Fue difícil. Las novelas siempre me cuestan mucho trabajo, pero esta es la que más. Pasé por muchas versiones e intentos, por muchas voces. Intenté en tercera persona, intenté en primera, intenté cambiando los nombres, haciéndolo todo ficción, con otros personajes, y llegó un momento en el que entendí que todo sonaba falso, porque al final esto también es un homenaje a mi mamá y yo quería que eso quedara muy claro. Además, hay una escena al final, totalmente genuina, en la que ella en su lecho de muerte me dice: Ojalá todo este sufrimiento al menos te sirva para escribir una buena novela. Yo pensé: Me está pidiendo que escriba una novela sobre ella, y también pensé: Se la merece completamente porque ha sido una grande, porque ha tenido una vida difícil y porque es un gran personaje literario y como ser humano; se merece su novela.
… Entonces había que bajar a la realidad.

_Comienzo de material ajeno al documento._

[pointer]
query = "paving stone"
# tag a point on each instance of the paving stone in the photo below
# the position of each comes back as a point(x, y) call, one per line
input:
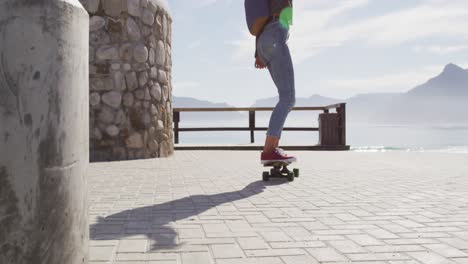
point(365, 240)
point(101, 253)
point(346, 246)
point(184, 213)
point(197, 258)
point(429, 258)
point(252, 243)
point(299, 260)
point(446, 251)
point(226, 251)
point(326, 254)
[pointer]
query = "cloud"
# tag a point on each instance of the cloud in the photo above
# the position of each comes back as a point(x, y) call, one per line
point(394, 82)
point(321, 25)
point(186, 85)
point(441, 50)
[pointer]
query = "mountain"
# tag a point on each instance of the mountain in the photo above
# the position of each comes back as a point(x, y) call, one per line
point(441, 100)
point(453, 81)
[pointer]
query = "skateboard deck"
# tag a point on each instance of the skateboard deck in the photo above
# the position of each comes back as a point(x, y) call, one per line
point(280, 170)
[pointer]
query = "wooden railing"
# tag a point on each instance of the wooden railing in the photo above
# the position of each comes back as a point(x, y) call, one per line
point(336, 140)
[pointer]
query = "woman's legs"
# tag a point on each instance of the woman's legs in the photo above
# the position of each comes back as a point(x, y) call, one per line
point(275, 53)
point(282, 73)
point(271, 143)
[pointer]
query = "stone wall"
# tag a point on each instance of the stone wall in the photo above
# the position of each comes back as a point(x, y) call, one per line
point(43, 132)
point(130, 79)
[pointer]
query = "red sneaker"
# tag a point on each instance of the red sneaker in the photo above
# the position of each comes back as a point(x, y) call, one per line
point(277, 155)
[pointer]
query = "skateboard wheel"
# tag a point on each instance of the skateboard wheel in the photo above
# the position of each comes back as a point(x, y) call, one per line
point(266, 176)
point(296, 172)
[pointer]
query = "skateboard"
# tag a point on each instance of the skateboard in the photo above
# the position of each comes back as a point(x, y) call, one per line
point(280, 170)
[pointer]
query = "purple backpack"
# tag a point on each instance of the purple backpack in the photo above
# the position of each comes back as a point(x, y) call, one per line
point(257, 13)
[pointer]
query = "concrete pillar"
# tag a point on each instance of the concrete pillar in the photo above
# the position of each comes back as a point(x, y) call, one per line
point(43, 132)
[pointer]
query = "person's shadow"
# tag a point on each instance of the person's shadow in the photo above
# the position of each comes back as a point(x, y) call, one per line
point(155, 221)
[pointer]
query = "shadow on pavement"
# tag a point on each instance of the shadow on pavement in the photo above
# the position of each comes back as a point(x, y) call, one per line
point(155, 221)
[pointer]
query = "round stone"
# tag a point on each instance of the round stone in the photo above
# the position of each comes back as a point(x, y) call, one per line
point(94, 99)
point(148, 17)
point(147, 95)
point(112, 130)
point(126, 51)
point(154, 73)
point(133, 30)
point(154, 110)
point(96, 23)
point(140, 53)
point(119, 117)
point(160, 125)
point(133, 7)
point(112, 7)
point(134, 141)
point(142, 78)
point(107, 53)
point(119, 81)
point(152, 57)
point(128, 99)
point(96, 134)
point(162, 77)
point(153, 145)
point(140, 94)
point(160, 53)
point(146, 118)
point(132, 82)
point(106, 115)
point(155, 92)
point(165, 90)
point(112, 98)
point(115, 66)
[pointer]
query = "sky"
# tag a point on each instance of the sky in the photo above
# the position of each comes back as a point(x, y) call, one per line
point(340, 48)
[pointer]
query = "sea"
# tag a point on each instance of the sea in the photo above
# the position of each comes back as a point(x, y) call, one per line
point(362, 137)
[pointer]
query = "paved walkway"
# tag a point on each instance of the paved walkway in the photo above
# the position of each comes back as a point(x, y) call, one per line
point(346, 207)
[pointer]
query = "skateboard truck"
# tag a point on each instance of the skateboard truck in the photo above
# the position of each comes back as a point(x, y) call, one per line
point(280, 170)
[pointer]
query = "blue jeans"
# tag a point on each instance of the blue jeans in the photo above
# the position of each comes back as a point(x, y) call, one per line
point(274, 52)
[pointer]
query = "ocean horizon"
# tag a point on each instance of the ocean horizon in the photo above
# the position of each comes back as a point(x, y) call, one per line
point(449, 138)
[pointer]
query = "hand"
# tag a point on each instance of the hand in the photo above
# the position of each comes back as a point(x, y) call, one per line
point(259, 63)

¡Claro! Al darme cuenta de eso dije: hay que usar los nombres reales, aterrizar la historia. Creo que en este caso la importancia de hablar desde un yo está en que, de cierta forma, es mi manera de hacerme cargo y hacerme responsable de lo que estoy diciendo, porque si esto lo dijera una tercera persona o un personaje equis, mucha gente podría decir: Estás diciendo unas cosas tremendas de tu familia o de nosotros. Esto, por supuesto, se ha hablado mucho; mis hermanas la leyeron antes de que se publicara, mi tía, mi prima... Hay temas muy sensibles en la novela, pero siempre insistí en que soy yo en primera persona la que está contando todas estas verdades, y en esa medida son subjetivas; son mi única responsabilidad. De lo que diga aquí, a la única que hay que señalar es a mí. Fue un poco desde esa lógica como se construyó la voz.